• Sat
  • Jul 12, 2014
  • Updated: 12:56pm

007's licence to kill Bond

PUBLISHED : Sunday, 21 November, 1999, 12:00am
UPDATED : Sunday, 21 November, 1999, 12:00am

AN exploding toupee? A poisoned olive in the martini or simply cirrhosis of the liver? The current James Bond, Pierce Brosnan, has revealed that one of his cinematic ambitions is to do 007's death scene.


In New York to promote this weekend's premiere of the 19th Bond epic The World Is Not Enough, Brosnan is making no secret of his desire to turn in his licence after 'exercising his option' to do one or two more films, according to the US tabloid press.


'I'd like to see him killed off . . . I want to do a death scene with James Bond,' Brosnan declared.


The 46-year-old Irish-born actor said he was having to face the simple fact that age was catching up with him. And at least he would never have to face the nagging comparisons with any youthful replacement.


Modern Bond films - which have long exhausted the plots in Ian Fleming's original novels - take up to six months to shoot across several countries. Brosnan must be on hand at all time as he does many of his own stunts.


His main rivals for the mantle of best Bond - Sean Connery and Roger Moore - never let either a paunch or a receding hairline get in the way and did their last films aged 53 and 55, respectively.


Brosnan has been credited with putting at least some of the old spark back in the character after the arid performances of Shakespearean actor Timothy Dalton in the 1980s.

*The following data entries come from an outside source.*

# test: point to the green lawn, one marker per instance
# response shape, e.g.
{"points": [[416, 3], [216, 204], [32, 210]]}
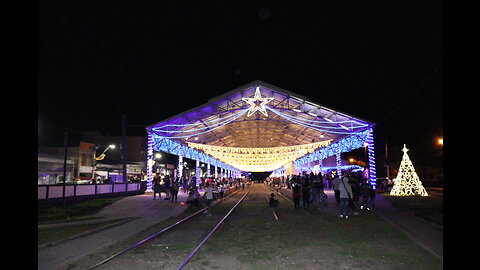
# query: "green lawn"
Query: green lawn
{"points": [[429, 208], [73, 211]]}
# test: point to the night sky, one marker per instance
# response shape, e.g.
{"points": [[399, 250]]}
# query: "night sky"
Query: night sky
{"points": [[378, 60]]}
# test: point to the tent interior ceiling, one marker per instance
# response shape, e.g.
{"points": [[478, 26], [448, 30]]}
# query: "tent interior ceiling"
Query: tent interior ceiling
{"points": [[258, 130]]}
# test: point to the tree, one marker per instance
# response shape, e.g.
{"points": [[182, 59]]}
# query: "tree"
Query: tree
{"points": [[407, 182]]}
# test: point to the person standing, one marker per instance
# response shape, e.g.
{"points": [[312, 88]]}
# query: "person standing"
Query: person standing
{"points": [[345, 194], [166, 183], [305, 195], [174, 191], [296, 196], [365, 190], [209, 197], [156, 186], [335, 183], [222, 191]]}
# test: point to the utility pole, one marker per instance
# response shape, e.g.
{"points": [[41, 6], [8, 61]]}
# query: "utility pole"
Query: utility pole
{"points": [[124, 150], [386, 160], [65, 141]]}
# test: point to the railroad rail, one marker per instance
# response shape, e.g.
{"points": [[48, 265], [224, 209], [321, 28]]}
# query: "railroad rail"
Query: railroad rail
{"points": [[174, 225]]}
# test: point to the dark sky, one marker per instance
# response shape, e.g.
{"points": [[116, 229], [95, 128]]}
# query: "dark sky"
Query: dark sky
{"points": [[378, 60]]}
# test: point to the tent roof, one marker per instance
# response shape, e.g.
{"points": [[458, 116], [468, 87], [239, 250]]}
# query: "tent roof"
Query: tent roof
{"points": [[258, 130]]}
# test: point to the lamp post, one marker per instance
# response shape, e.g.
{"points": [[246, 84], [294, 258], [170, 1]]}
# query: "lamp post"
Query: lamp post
{"points": [[159, 156], [100, 157]]}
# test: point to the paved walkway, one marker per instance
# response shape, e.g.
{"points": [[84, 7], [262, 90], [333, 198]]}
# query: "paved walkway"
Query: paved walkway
{"points": [[426, 234], [143, 211]]}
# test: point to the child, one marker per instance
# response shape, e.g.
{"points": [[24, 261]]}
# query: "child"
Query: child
{"points": [[272, 202]]}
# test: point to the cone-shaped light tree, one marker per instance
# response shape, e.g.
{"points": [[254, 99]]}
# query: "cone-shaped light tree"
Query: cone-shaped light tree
{"points": [[407, 182]]}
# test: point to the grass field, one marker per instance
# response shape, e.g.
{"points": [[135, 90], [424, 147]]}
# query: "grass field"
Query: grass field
{"points": [[252, 239]]}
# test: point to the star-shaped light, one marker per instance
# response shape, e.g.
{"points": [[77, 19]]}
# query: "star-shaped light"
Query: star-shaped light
{"points": [[257, 103]]}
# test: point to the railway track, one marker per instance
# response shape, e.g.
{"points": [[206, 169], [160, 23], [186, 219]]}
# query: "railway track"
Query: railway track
{"points": [[234, 199]]}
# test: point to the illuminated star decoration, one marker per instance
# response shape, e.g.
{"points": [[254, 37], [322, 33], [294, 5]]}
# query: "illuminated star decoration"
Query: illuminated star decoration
{"points": [[257, 103]]}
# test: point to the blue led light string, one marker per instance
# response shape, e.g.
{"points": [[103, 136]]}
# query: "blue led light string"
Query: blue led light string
{"points": [[324, 122], [294, 119], [196, 134], [226, 120], [314, 127], [344, 145]]}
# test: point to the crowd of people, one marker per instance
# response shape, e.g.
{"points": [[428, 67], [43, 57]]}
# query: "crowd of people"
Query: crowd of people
{"points": [[353, 192], [213, 188]]}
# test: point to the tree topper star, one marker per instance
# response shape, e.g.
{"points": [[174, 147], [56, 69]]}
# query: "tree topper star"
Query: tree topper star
{"points": [[257, 103]]}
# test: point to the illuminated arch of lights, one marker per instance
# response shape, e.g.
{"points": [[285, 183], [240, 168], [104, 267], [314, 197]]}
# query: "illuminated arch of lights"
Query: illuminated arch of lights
{"points": [[163, 138], [258, 159]]}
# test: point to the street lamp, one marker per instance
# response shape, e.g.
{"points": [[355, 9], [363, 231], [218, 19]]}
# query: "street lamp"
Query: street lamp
{"points": [[100, 157]]}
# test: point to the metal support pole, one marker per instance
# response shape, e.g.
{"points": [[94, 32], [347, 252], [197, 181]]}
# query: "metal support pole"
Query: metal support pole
{"points": [[124, 150], [65, 142], [149, 161]]}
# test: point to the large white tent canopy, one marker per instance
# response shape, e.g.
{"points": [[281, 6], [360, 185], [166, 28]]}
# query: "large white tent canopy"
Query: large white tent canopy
{"points": [[256, 127]]}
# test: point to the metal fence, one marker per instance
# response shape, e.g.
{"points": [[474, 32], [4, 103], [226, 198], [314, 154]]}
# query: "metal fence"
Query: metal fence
{"points": [[56, 191]]}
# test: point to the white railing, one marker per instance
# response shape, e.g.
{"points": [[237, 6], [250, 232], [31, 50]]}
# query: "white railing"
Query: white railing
{"points": [[56, 191]]}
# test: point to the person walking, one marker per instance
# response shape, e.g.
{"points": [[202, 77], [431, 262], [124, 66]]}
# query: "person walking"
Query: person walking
{"points": [[166, 183], [222, 191], [296, 196], [272, 202], [345, 194], [209, 197], [174, 191], [305, 195], [365, 191], [335, 183], [156, 187]]}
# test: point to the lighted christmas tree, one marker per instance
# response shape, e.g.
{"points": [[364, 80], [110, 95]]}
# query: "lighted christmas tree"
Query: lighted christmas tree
{"points": [[407, 182]]}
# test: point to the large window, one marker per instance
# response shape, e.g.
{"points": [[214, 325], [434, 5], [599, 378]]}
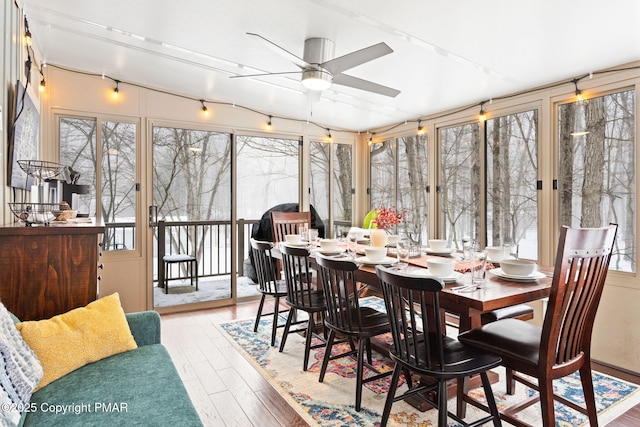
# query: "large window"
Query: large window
{"points": [[331, 167], [399, 175], [511, 169], [268, 174], [191, 174], [460, 182], [597, 174], [117, 156]]}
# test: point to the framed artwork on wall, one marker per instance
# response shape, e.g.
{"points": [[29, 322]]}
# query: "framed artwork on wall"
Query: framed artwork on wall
{"points": [[23, 138]]}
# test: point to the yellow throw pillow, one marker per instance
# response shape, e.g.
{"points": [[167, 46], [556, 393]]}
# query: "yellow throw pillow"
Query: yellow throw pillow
{"points": [[71, 340]]}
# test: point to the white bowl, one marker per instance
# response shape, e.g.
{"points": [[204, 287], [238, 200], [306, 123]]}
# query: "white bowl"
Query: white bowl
{"points": [[495, 253], [294, 239], [374, 253], [329, 245], [438, 245], [518, 267], [441, 267]]}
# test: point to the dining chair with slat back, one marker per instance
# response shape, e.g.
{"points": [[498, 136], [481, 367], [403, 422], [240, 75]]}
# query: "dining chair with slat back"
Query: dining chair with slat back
{"points": [[420, 345], [347, 318], [283, 223], [303, 294], [268, 284], [562, 345]]}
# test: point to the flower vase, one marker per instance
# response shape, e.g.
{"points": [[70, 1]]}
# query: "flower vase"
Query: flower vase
{"points": [[378, 238]]}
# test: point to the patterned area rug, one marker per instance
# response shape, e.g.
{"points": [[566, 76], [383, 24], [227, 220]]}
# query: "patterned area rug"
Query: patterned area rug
{"points": [[331, 403]]}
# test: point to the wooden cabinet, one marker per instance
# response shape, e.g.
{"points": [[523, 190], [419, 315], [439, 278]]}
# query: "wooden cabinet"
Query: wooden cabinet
{"points": [[46, 271]]}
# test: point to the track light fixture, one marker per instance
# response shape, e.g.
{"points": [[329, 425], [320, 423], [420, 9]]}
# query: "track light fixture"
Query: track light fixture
{"points": [[27, 33], [205, 110], [116, 90], [483, 116], [578, 91]]}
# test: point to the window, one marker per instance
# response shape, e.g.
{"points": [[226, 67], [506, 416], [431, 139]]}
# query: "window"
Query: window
{"points": [[460, 182], [268, 174], [596, 169], [117, 157], [511, 169], [331, 182], [191, 174], [399, 177]]}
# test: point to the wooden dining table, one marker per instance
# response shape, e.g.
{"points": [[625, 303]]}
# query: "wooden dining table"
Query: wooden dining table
{"points": [[497, 292]]}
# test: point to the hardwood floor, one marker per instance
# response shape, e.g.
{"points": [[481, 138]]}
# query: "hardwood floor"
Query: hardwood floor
{"points": [[227, 391]]}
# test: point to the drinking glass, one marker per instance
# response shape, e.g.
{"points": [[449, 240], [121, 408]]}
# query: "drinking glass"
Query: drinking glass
{"points": [[403, 249], [313, 235], [478, 269], [304, 233]]}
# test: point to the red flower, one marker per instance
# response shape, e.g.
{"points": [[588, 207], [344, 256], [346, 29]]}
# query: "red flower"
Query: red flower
{"points": [[388, 217]]}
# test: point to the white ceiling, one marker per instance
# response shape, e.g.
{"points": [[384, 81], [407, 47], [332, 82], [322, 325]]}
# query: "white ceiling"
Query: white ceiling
{"points": [[447, 54]]}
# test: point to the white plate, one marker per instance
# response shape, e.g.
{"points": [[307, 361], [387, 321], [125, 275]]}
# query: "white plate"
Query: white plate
{"points": [[453, 278], [329, 253], [530, 278], [434, 252], [384, 261]]}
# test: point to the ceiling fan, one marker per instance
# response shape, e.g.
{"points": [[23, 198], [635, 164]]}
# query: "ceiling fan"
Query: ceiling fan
{"points": [[320, 69]]}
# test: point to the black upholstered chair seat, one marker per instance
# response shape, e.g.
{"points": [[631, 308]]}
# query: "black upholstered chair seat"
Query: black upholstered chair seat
{"points": [[513, 339], [459, 360]]}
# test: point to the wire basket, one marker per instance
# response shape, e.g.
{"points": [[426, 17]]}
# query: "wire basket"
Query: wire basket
{"points": [[34, 213], [41, 170]]}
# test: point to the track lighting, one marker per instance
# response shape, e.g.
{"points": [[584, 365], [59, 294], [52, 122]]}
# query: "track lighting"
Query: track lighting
{"points": [[483, 116], [205, 110], [27, 33], [578, 91], [116, 90]]}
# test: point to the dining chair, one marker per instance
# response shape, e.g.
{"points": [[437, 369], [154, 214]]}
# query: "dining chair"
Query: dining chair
{"points": [[562, 345], [283, 223], [302, 295], [421, 346], [348, 319], [268, 284]]}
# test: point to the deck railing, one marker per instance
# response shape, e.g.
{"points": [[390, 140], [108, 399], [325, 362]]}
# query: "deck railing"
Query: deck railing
{"points": [[209, 241]]}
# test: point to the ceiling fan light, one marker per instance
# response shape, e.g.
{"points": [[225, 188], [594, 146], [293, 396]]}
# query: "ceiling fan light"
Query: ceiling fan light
{"points": [[316, 80]]}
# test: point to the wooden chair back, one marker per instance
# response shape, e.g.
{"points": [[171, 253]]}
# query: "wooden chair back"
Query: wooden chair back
{"points": [[582, 263], [283, 223], [416, 305], [301, 289], [265, 266], [341, 294]]}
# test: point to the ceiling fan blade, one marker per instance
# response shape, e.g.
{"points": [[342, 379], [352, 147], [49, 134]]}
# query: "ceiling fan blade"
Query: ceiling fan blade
{"points": [[282, 51], [264, 74], [355, 82], [353, 59]]}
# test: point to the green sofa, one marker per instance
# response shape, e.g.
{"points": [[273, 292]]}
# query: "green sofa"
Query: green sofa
{"points": [[135, 388]]}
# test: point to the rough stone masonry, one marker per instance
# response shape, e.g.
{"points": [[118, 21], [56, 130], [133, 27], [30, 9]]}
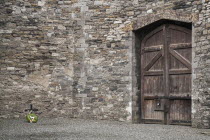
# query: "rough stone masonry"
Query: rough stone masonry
{"points": [[73, 58]]}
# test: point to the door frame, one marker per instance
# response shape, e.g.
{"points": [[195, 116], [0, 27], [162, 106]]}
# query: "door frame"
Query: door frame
{"points": [[136, 37]]}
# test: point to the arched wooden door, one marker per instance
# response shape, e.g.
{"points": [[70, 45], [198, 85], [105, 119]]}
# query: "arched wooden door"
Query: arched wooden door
{"points": [[166, 55]]}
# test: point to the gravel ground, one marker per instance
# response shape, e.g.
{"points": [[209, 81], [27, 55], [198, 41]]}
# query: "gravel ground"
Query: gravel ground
{"points": [[75, 129]]}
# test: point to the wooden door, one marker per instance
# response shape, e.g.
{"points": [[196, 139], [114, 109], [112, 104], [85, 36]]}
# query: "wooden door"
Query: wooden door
{"points": [[166, 75]]}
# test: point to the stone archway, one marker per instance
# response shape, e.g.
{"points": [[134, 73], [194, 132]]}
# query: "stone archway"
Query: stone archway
{"points": [[141, 27]]}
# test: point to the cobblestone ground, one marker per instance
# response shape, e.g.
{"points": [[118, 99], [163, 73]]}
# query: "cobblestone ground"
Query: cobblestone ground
{"points": [[74, 129]]}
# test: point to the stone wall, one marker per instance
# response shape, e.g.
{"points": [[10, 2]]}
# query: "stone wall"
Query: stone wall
{"points": [[201, 65], [74, 58]]}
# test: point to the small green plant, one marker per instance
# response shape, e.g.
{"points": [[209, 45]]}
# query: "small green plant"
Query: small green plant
{"points": [[31, 117]]}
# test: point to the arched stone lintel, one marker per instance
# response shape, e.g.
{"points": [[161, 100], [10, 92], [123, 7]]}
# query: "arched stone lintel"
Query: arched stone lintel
{"points": [[167, 15]]}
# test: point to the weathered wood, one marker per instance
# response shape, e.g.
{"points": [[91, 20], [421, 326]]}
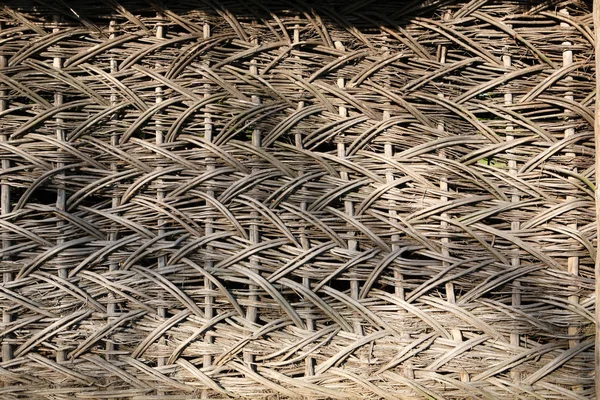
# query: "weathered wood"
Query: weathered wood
{"points": [[323, 200]]}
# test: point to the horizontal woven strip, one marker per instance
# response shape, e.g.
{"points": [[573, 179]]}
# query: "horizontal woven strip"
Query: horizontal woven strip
{"points": [[286, 199]]}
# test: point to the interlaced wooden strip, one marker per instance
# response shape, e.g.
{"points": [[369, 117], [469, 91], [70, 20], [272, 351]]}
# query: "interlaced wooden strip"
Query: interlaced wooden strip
{"points": [[322, 200]]}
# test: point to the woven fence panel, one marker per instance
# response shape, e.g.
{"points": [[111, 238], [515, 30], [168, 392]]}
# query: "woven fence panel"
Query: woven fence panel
{"points": [[280, 200]]}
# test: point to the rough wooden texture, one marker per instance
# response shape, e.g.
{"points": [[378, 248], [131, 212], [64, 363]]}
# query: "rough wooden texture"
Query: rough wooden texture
{"points": [[276, 200]]}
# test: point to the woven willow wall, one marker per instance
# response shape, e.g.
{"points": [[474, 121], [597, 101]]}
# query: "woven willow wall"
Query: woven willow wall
{"points": [[276, 200]]}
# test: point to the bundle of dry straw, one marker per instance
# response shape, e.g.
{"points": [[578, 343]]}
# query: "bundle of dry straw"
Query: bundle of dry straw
{"points": [[278, 199]]}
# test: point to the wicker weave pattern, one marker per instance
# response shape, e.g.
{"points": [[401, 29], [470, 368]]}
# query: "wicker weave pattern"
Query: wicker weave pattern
{"points": [[351, 200]]}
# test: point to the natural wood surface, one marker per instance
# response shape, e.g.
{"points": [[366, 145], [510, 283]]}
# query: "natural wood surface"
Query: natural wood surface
{"points": [[286, 199]]}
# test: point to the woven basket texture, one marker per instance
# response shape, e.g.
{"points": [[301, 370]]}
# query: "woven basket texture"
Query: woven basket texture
{"points": [[279, 199]]}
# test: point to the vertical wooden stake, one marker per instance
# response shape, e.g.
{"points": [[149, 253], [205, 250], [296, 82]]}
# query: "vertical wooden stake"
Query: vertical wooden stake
{"points": [[596, 14]]}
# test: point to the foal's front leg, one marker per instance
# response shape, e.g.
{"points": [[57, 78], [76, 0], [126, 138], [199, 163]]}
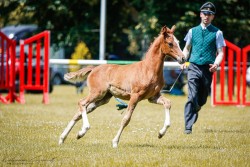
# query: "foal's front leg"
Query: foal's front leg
{"points": [[85, 125], [167, 105], [70, 125]]}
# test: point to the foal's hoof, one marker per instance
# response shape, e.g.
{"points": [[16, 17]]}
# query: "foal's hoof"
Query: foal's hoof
{"points": [[61, 141], [78, 136], [114, 144], [160, 136]]}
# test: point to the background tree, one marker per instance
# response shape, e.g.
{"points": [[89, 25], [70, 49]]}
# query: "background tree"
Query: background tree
{"points": [[131, 24]]}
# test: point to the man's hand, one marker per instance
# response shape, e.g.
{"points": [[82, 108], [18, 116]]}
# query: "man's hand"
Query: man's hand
{"points": [[184, 65], [213, 67]]}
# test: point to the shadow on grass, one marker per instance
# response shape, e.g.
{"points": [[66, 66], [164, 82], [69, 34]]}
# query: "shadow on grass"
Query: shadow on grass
{"points": [[182, 147], [225, 131]]}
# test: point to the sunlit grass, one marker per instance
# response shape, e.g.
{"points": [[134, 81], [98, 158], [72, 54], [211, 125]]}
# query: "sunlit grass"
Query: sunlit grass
{"points": [[29, 135]]}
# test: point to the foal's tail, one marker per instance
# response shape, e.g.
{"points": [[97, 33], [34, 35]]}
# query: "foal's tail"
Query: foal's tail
{"points": [[78, 76]]}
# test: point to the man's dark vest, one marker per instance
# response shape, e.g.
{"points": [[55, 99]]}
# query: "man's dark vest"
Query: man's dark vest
{"points": [[203, 45]]}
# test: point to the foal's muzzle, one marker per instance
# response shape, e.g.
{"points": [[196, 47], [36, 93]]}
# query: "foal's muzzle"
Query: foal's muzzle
{"points": [[181, 60]]}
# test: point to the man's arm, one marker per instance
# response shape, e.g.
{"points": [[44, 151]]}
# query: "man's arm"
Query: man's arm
{"points": [[186, 52], [219, 58]]}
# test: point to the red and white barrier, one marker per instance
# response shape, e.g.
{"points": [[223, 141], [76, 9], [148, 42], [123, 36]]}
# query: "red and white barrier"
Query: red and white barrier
{"points": [[35, 49], [7, 68], [227, 82]]}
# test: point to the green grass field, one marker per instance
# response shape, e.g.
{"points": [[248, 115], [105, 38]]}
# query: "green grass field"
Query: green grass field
{"points": [[29, 135]]}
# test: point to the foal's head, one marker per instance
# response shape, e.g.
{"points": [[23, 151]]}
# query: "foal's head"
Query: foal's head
{"points": [[170, 45]]}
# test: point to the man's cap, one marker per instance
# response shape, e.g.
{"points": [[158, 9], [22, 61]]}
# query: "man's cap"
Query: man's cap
{"points": [[208, 8]]}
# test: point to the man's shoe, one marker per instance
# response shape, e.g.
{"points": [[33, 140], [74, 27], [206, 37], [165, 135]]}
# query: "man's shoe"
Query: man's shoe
{"points": [[188, 131]]}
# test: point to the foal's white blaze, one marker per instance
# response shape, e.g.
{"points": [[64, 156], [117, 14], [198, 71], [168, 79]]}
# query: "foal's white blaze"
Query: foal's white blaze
{"points": [[178, 45]]}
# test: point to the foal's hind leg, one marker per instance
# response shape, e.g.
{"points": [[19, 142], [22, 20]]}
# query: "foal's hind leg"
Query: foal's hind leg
{"points": [[91, 107], [126, 119], [85, 107], [167, 105]]}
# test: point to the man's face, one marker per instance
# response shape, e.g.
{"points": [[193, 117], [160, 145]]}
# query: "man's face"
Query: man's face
{"points": [[206, 18]]}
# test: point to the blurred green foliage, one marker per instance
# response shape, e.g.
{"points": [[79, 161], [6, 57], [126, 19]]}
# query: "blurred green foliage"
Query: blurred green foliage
{"points": [[131, 24]]}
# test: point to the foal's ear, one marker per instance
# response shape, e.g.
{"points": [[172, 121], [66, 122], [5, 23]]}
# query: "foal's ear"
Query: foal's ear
{"points": [[163, 29], [173, 28]]}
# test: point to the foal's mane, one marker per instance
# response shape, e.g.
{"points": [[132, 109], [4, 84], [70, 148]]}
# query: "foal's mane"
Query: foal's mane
{"points": [[159, 39]]}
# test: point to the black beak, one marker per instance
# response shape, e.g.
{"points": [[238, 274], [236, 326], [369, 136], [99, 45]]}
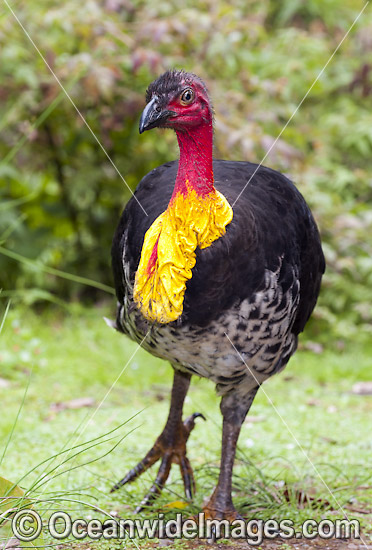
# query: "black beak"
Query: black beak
{"points": [[153, 116]]}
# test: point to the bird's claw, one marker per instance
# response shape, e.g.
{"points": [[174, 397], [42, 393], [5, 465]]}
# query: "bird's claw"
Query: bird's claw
{"points": [[170, 448]]}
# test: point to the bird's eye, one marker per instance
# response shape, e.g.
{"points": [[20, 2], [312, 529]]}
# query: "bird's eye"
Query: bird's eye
{"points": [[187, 96]]}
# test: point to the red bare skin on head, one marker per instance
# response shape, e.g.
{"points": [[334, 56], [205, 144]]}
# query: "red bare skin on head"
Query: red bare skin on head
{"points": [[193, 125], [153, 258]]}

The World Is Not Enough is his third film and is opening to mixed reviews despite considerable hype even by Bond standards.


American critics are hailing the 15-minute opening pre-title sequence involving a chase up the Thames.


The villains, played by hot British actors Robert Carlyle and Robbie Coltrane - known to Hong Kongers from the Cracker series - are, however, getting less positive attention in the US.


They have also bemoaned evidence of the continued influence of political correctness on what was once a decidedly red-meat, right-wing character. If the trend continues it is tempting to consider Bond meeting his end choking on a wild fennel and squid ink flan served over wild rice in a lesbian restaurant.


Certainly an e-mailed condolence message from Q could be on the cards if Bond meets his end and the film-makers want to stay hip.


Etiquette consultants are reporting the first appearance of expressions of sorrow on the Internet.


With an estimated one in three Americans regularly using the Net, e-mail sackings and dumpings have surfaced over the past year, to the consultants' horror. Yet they are apparently giving the green light to condolence messages.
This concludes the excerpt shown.